Da parte dei sacerdoti di Cibele si attribuiva al sangue sparso dal toro un potere redentore, simile a quello del sangue sparso dall'Agnello divino. In evidente concorrenza con la propaganda cristiana, anche il battesimo cruento serviva a purificare il credente da ogni colpa, non solo, ma ad assimilarlo alla divinità, rendendolo immortale. Ciò nel senso di un'immortalità dell'anima, ottenuta mediante la redenzione dalla colpa. Il concetto di resurrezione era inoltre implicito alla cerimonia del taurobolio. La discesa nella fossa o cella sotterranea era infatti concepita come una discesa nel sepolcro, accompagnata da funebri canti. Risuscitando simbolicamente con l'aspersione del sangue, il credente, in aeternum renatus, appariva simile a un dio, e canti di gioia si dovevano levare dalla folla dei fanatici presenti al miracolo. È interessante notare che il taurobolio aveva luogo non soltanto a favore di singoli individui, ma per interposta persona, anche in nome e nell'interesse di città e di sovrani, verso i quali si desiderava di propiziare la divinità. Si ha memoria di taurobolia propiziatorî celebrati per il ritorno, la salute e la vittoria dell'imperatore (pro salute, reditu et victoria).
Per quanto siano frequenti le figurazioni del dio Mitra in atto di sacrificare il toro, è del tutto escluso che il culto mitriaco, anche d'origine orientale e diffuso nei tardi secoli in tutto il mondo romano, abbia mai richiesto iniziazioni e cerimonie purificatorie del genere del taurobolio.

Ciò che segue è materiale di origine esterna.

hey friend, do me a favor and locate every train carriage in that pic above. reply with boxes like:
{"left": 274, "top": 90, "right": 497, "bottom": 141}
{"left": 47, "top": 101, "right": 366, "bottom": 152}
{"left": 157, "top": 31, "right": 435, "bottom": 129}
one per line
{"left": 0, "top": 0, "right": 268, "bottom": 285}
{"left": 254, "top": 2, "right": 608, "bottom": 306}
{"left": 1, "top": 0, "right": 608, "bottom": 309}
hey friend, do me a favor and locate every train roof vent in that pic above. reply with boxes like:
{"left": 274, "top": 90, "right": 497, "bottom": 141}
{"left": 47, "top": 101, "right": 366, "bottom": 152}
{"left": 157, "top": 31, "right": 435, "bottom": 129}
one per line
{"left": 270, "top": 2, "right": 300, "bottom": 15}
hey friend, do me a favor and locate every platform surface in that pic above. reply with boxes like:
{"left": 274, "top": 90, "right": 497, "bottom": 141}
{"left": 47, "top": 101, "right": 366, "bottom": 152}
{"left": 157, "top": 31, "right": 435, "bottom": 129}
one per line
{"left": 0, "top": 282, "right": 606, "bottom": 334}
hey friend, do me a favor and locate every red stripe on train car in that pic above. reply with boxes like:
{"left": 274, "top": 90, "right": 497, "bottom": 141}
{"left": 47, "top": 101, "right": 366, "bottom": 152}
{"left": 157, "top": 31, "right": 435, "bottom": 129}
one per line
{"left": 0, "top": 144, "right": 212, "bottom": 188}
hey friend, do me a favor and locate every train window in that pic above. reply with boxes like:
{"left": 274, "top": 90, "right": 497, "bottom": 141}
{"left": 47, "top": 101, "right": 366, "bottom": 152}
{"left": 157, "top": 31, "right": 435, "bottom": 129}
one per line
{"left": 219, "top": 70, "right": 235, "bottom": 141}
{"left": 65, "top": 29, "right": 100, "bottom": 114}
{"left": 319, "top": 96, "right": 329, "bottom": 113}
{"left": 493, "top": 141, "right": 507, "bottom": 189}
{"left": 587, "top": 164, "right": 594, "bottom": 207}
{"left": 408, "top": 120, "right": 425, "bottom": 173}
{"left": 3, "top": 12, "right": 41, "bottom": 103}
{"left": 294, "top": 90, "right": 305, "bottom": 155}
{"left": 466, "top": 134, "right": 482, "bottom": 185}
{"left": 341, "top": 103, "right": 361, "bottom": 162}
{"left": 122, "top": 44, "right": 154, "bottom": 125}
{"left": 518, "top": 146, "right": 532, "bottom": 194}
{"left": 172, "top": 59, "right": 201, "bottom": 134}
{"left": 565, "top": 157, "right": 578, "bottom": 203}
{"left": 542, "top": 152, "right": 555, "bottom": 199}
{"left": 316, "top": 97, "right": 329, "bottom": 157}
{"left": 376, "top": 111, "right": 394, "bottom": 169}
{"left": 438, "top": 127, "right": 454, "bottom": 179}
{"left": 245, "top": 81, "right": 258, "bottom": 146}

Bibl.: E. Espérandieu, in Daremberg e Saglio, Dictionn, des antiquités, ecc., s. v. Taurobolium; F. Cumont, Le religioni orientali nel paganesimo romano, Bari 1913 (trad. Salvatorelli); P. Fabre, Un autel du culte phrygien au Musée du Latran, in Mélanges d'arch. et d'hist., XL (1923), p. 3 segg.; C. H. Moore, The duration and efficacy of the "taurobolium", in Class. Philology, XIX (1924), p. 363 segg.; R. Pettazzoni, I misteri, Bologna 1924, pp. 107 segg., 128, 131 segg.